You could write the most beautiful, sexy, emotionally resonant man-on-man romance in the world, but if you’re a straight woman, you’re screwed. Lambda’s interim president Katherine Forrest notes, “As to what defines LGBT? That is not up to anyone at Lambda Literary Foundation to decide. The writers and publishers are the ones who will be doing the self-identifying.”

Incensed, one anonymous gay romance–aficionado blogger fired back, “Is LLF going to require a dick check?”

Writers were quick to point out the ridiculousness of trying to verify gayness. “If a writer submits as a queer writer, then the foundation takes him/her at his word ... hmm,” Victor Banis, the elder statesman of modern gay fiction wrote in his blog. “Just like the U.S. Military’s ‘Don’t ask, don’t tell’ policy.”

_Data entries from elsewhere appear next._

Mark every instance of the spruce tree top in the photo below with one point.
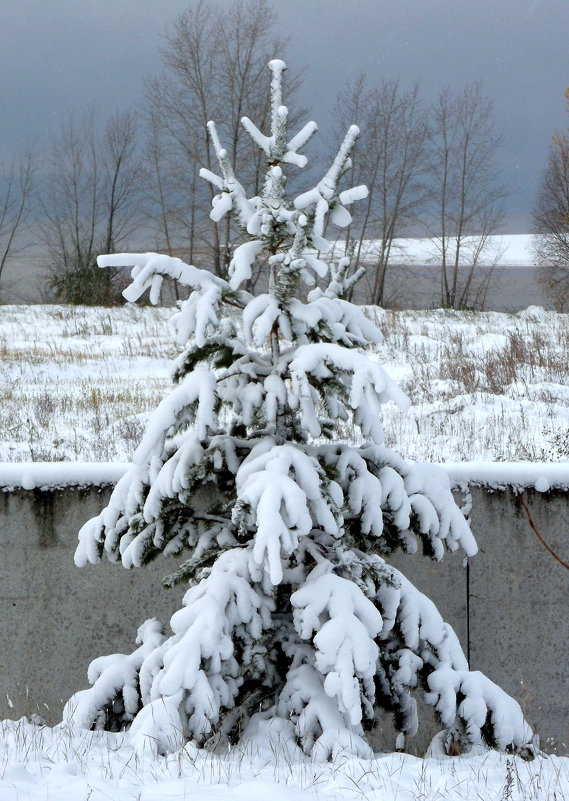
(293, 618)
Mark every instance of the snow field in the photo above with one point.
(39, 763)
(77, 383)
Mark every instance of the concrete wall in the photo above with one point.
(509, 608)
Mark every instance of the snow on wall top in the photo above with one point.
(541, 476)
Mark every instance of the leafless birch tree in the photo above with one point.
(390, 158)
(466, 197)
(17, 186)
(90, 204)
(551, 220)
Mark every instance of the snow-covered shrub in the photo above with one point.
(292, 611)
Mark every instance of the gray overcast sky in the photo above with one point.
(58, 55)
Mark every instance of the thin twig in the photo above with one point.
(538, 535)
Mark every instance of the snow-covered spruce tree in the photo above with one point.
(292, 614)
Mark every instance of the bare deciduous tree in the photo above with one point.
(17, 186)
(391, 159)
(466, 199)
(551, 220)
(214, 59)
(90, 205)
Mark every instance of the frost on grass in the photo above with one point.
(292, 613)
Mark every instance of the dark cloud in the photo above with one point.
(57, 55)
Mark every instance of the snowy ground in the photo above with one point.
(77, 383)
(38, 763)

And of course, plain old-fashioned homophobia hasn’t gone away. Romantic Times, the biggest reviewing entity in the genre, holds a convention every year, and at its 2007 event, visiting businessmen at the Houston Hyatt complained about posters featuring a hunky naked man stretched out on a bed. “Reading,” the slogan above his head said, “The second best thing you can do in bed.” The saucy poster belonged to ManLoveRomance Press’s Laura Baumbach.

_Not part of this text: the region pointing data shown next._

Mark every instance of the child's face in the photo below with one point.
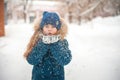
(49, 30)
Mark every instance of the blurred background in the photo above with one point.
(93, 36)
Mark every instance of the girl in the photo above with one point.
(47, 50)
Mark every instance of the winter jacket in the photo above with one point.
(48, 60)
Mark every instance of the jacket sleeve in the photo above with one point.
(61, 52)
(37, 53)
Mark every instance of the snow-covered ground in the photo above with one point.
(95, 49)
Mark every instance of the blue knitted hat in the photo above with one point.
(50, 18)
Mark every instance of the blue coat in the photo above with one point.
(49, 60)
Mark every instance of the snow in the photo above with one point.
(95, 51)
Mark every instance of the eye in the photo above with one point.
(46, 26)
(53, 26)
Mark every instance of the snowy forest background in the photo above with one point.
(93, 36)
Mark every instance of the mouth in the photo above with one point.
(49, 33)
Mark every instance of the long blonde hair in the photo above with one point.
(38, 31)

The Hyatt people promptly took it down. —G.A.

 
  • Pat Brown 12/17/2009 7:35:00 PM

    As a fiction writer I don't like it when people try to put shackles on what or who I can write about. I write about people, and since I write mysteries, I write about people in trouble. I also write about murders, and other violent crimes, I take my readers into autopsy rooms and to crime scenes no one wants to see in real life, and I always strive to make my fiction 'real'. But guess what, I've never killed anyone, I've never been to an autopsy, I've never traveled through space in any kind of vehicle, but I write about all those things. I also write about gay men, though I'm a bisexual white female. Should I limit my writing to only the things I've lived or been? Just how would that limit the fiction we have access to? Is that what we want as readers? Do we want our books to be so limited and dare I say, boring? Or do we tell Arthur Golden he had no business writing Memoirs of a Geisha, or J.R.R. Tolkien that he should have left Middle Earth in his dreams? How gray would our world be then? I respect the people I write about. All I want is the same in return.